Forum Moderators: Robert Charlton & goodroi
Many unethical webmasters and site owners are already creating thousands of TEMPLATED (ready to go) SKYSCRAPER sites fed by affiliate companies immense databases. These companies that have your website info within their databases feed your page snippets, without your permission, to vast numbers of the skyscraper sites. A carefully adjusted variant php based redirection script that causes a 302 redirect to your site, and included in the script an affiliate click checker, goes to work. What is very sneaky is the randomly generated meta refresh page that can only be detected via the use of a good header interrogation tool.
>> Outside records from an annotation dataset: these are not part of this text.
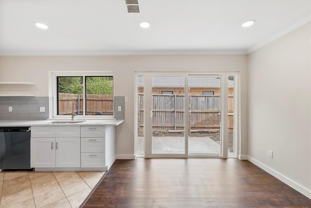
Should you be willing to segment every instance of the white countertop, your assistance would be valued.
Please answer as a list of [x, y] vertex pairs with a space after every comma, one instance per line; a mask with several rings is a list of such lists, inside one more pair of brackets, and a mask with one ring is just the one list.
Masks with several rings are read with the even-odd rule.
[[[76, 120], [75, 120], [75, 121]], [[124, 120], [106, 119], [106, 120], [86, 120], [81, 123], [52, 124], [53, 121], [63, 120], [0, 120], [0, 127], [38, 126], [118, 126], [123, 123]]]

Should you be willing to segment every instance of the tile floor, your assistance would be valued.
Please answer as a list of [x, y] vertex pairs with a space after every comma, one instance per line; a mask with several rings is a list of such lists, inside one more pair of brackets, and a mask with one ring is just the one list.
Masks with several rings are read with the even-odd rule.
[[0, 172], [0, 208], [78, 208], [104, 172]]

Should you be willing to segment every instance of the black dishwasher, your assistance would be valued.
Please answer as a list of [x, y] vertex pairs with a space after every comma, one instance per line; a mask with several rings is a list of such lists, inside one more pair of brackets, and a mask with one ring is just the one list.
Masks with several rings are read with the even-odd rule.
[[0, 127], [0, 169], [31, 169], [30, 127]]

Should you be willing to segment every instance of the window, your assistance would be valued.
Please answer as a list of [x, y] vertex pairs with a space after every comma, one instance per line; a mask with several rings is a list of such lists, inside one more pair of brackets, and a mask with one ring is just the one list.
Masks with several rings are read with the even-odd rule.
[[202, 95], [213, 95], [214, 91], [202, 91]]
[[173, 91], [162, 91], [162, 95], [173, 95]]
[[111, 73], [69, 72], [51, 75], [53, 117], [71, 116], [72, 112], [78, 117], [113, 117]]

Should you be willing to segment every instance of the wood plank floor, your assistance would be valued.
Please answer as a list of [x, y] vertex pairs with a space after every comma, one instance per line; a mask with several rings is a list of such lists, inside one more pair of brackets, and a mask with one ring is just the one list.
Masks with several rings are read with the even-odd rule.
[[249, 161], [117, 160], [85, 208], [311, 208], [311, 199]]

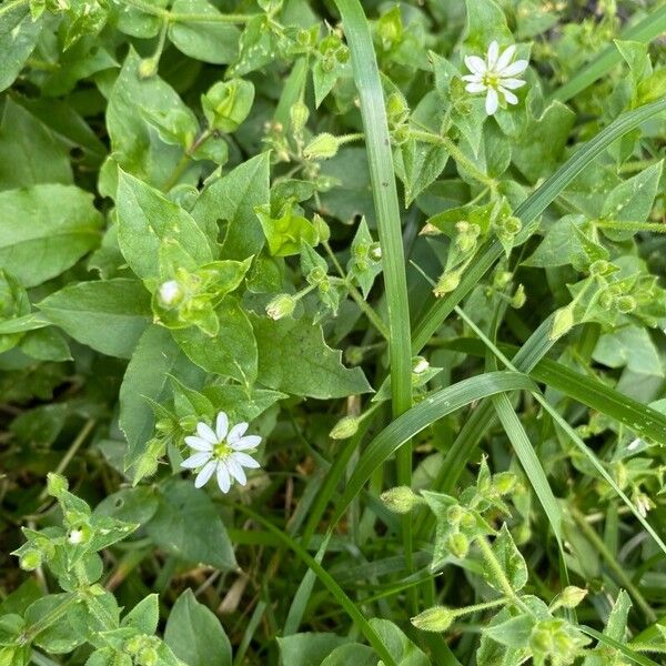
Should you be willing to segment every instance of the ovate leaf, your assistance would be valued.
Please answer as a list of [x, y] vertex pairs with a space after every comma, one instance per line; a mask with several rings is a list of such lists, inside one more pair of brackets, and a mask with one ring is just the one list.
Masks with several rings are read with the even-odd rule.
[[102, 354], [129, 359], [150, 321], [150, 296], [122, 278], [71, 284], [38, 304], [50, 322]]
[[118, 179], [118, 243], [139, 278], [158, 278], [162, 241], [178, 241], [198, 263], [212, 261], [205, 234], [192, 216], [160, 192], [120, 172]]
[[162, 487], [160, 507], [147, 532], [157, 546], [185, 562], [221, 569], [238, 566], [215, 505], [191, 480], [173, 478]]
[[0, 265], [24, 286], [56, 278], [100, 240], [92, 194], [73, 185], [0, 192]]
[[[220, 16], [206, 0], [175, 0], [171, 11]], [[175, 21], [169, 28], [169, 39], [179, 51], [214, 64], [226, 64], [236, 57], [240, 36], [241, 31], [235, 26], [214, 21]]]
[[188, 666], [231, 666], [231, 644], [220, 620], [191, 589], [173, 605], [164, 640]]
[[330, 398], [369, 393], [360, 367], [346, 369], [341, 352], [324, 342], [322, 329], [307, 320], [252, 316], [259, 349], [259, 382], [293, 395]]
[[145, 330], [120, 387], [120, 427], [128, 440], [129, 467], [143, 453], [153, 434], [154, 416], [145, 397], [161, 402], [170, 392], [169, 375], [194, 383], [201, 371], [193, 366], [162, 326]]
[[218, 239], [218, 224], [226, 230], [224, 259], [243, 260], [263, 248], [264, 234], [254, 209], [269, 203], [269, 153], [248, 160], [210, 183], [192, 209], [192, 216], [209, 236]]

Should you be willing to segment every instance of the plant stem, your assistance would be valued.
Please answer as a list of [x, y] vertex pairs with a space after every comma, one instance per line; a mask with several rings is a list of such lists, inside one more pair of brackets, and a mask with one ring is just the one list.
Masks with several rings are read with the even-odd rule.
[[[23, 1], [23, 0], [20, 0]], [[230, 14], [230, 13], [174, 13], [162, 7], [154, 7], [143, 0], [122, 0], [125, 4], [135, 7], [141, 11], [160, 17], [172, 23], [248, 23], [260, 14]]]
[[647, 603], [640, 591], [636, 587], [636, 585], [634, 585], [632, 578], [627, 575], [625, 569], [619, 565], [617, 559], [615, 559], [613, 553], [608, 551], [606, 544], [604, 543], [604, 539], [596, 533], [594, 527], [592, 527], [587, 523], [585, 516], [581, 512], [576, 511], [575, 508], [572, 508], [572, 515], [576, 521], [576, 524], [581, 528], [581, 532], [583, 532], [587, 539], [599, 552], [599, 555], [606, 561], [608, 567], [613, 571], [620, 585], [626, 588], [626, 591], [636, 601], [636, 604], [640, 606], [640, 609], [643, 610], [646, 619], [650, 624], [657, 622], [657, 616], [655, 615], [655, 612], [652, 609], [650, 605]]
[[452, 141], [448, 137], [441, 137], [438, 134], [433, 134], [432, 132], [425, 132], [421, 130], [410, 130], [410, 134], [417, 139], [418, 141], [423, 141], [425, 143], [435, 143], [443, 145], [451, 154], [451, 157], [468, 171], [470, 174], [477, 180], [480, 183], [483, 183], [491, 190], [494, 190], [497, 186], [497, 183], [490, 175], [486, 175], [476, 168], [476, 164], [465, 155], [465, 153]]

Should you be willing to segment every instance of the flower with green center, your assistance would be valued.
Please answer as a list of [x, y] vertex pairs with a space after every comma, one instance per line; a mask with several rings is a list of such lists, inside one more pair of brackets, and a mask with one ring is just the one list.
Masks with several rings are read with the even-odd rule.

Googlebot and MSMBOT follow these php scripts to either an internal sub-domain containing the 302 redirect or serverside and “BANG” down goes your site if it has a pagerank below the offending site. Your index page is crippled because googlebot and msnbot now consider your home page at best a supplemental page of the offending site. The offending sites URL that contains your URL is indexed as belonging to the offending site. The offending site knows that google does not reveal all links pointing to your site, takes a couple of months to update, and thus an INURL:YOURSITE.COM will not be of much help to trace for a long time. Note that these scripts apply your URL mostly stripped or without the WWW. Making detection harder. This also causes googlebot to generate another URL listing for your site that can be seen as duplicate content. A 301 redirect resolves at least the short URL problem so aleviating google from deciding which of the two URL's of your site to index higher, more often the higher linked pagerank.
Your only hope is that your pagerank is higher than the offending site. This alone is no guarantee because the offending site would have targeted many higher pagerank sites within its system on the off chance that it strips at least one of the targets. This is further applied by hundreds of other hidden 301 permanent redirects to pagerank 7 or above sites, again in the hope of stripping a high pagerank site. This would then empower their scripts to highjack more efficiently. Sadly supposedly ethical big name affiliates are involved in this scam, they know it is going on and google adwords is probably the main target of revenue. Though I am sure only google do not approve of their adsense program to be used in such manner.
Many such offending sites have no e-mail contact and hidden WHOIS and no telephone number. Even if you were to contact them, you will find in most cases that the owner or webmaster cannot remove your links at their site because the feeds are by affiliate databases.
There is no point in contacting GOOGLE or MSN because this problem has been around for at least 9 months, only now it is escalating at an alarming rate. All pagerank sites of 5 or below are susceptible, if your site is 3 or 4 then be very alarmed. A skyscraper site only need create child page linking to get pagerank 4 or 5 without the need to strip other sites.
Caution, trying to exclude via robots text will not help because these scripts are nearly able to convert daily.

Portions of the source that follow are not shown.